Mentions this week will be limited but they will all be sales. Nonetheless, in most cases the stocks mentioned will have to generate a rally in order to reach desired entry points.
The buy mention in KO given 3 weeks ago to purchase the stock between 49.44 and 50.00, using a stop loss at 48.22 and having an objective of at least $55, is still viable. If the indexes do reach the lower levels mentioned above, the probabilities of the stock getting down to that price will be high.
SALES
AXP - Friday closing price 42.67
AXP seems to be in the process of building a Head & Shoulders formation with the left shoulder being the high seen January 20th at 43.25, the head being the high seen on April 23rd at 49.19 and the right shoulder perhaps being the high seen last Monday at 43.14. The neckline is the line drawn between the low seen February 5th at 36.60 and the low seen June 8th at 37.13. A break of the neckline would offer an objective of a drop down to at least 31.08.
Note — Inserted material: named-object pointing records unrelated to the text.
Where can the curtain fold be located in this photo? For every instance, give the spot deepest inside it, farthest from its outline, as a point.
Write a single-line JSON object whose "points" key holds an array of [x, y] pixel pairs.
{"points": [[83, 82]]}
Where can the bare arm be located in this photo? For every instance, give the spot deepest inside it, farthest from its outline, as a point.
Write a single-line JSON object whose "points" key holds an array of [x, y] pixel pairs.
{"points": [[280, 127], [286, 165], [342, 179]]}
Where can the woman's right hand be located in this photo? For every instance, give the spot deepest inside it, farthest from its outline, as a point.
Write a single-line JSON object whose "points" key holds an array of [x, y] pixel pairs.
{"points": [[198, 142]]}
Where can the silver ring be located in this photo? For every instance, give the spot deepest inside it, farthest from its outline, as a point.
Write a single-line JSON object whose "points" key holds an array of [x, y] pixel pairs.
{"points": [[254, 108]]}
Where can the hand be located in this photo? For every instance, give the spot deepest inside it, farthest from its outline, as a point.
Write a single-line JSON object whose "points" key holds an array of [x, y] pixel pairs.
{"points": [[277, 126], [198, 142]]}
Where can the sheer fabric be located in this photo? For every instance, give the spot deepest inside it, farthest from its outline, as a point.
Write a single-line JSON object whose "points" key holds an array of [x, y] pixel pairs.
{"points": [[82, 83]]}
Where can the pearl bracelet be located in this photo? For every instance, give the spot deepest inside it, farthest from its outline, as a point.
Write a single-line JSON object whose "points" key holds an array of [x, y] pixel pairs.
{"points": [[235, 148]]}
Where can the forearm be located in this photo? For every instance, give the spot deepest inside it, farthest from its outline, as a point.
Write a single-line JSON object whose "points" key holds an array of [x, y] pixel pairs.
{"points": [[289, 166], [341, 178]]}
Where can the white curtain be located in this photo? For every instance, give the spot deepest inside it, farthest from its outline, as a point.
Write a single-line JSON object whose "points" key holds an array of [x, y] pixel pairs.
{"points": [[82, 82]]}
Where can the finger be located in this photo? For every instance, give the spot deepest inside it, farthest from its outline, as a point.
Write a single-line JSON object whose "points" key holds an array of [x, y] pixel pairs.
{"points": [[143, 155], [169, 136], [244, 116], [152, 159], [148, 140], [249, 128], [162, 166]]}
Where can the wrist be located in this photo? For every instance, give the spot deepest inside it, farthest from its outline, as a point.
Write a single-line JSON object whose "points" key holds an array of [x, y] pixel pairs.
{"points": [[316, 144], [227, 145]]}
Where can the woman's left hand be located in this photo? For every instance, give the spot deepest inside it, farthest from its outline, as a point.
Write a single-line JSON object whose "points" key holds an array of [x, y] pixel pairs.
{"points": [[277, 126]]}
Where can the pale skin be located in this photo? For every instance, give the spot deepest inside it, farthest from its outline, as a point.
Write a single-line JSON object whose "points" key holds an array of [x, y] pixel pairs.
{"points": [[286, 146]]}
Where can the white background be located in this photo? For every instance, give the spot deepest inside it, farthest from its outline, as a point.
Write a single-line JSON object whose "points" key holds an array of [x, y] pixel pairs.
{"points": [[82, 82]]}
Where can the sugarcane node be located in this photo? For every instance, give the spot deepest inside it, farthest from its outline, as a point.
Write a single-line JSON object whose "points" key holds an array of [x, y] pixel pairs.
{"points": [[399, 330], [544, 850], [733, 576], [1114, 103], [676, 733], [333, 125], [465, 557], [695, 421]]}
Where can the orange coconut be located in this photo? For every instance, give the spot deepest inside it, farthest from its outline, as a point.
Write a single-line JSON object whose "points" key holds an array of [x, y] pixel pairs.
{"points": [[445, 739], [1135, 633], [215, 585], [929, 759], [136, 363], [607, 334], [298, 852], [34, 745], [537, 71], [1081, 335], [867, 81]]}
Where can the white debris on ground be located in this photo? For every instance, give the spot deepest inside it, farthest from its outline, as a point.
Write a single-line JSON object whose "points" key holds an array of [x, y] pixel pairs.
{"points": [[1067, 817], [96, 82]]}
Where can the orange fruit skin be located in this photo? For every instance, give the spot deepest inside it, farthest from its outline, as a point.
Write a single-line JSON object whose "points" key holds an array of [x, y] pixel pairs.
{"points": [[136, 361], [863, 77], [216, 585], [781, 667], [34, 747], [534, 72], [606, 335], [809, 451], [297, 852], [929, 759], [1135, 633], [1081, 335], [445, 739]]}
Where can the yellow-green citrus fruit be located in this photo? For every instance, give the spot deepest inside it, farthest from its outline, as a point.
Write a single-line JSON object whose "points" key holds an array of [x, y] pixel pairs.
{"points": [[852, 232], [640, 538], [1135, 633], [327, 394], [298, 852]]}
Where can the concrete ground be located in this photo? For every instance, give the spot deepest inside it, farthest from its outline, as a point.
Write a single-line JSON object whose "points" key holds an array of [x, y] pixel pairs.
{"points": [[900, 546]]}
The Head & Shoulders formation is not yet complete, at least not on the weekly chart, as the stock would need to keep away from this past week's high at 43.14 and go below last week's low at 40.94. Based on the close at the highs of the day, as well as near the highs for the week on Friday, the right shoulder at 43.14 is still very much in doubt.
On a weekly closing basis, resistance is decent at the 200-week MA, currently at 42.60 and then nothing until the 26-month high weekly close at 48.05. On a daily closing basis, resistance is decent at 42.60 and decent again at 42.98. Above that level decent resistance is found at 44.10 and then nothing until strong resistance is found between 46.67 and 48.05. On a weekly closing basis, support is minor at 41.10 and then again at 39.66. Below that level there is decent to strong support at 38.41 and then again at 37.66. Below that level there is minor support at 36.62 and then nothing of consequence until 31.07. On a daily closing basis, there is decent support at 41.06 and then nothing of consequence until the 200-day MA, currently at 39.70. Below that level, there is strong support at 37.71 and decent at 36.79.
In addition to the left shoulder of the H&S formation at 43.25, AXP shows the 200-week MA, currently at 42.65, as another strong resistance level factor that the bulls must contend with. Nonetheless, having closed on Friday right on the line and on the highs of the day, as well as near the highs of the week, some follow through to the upside should be expected. As such, it is likely that in the first couple of days of the week, much could be decided with the stock, at least on a chart basis.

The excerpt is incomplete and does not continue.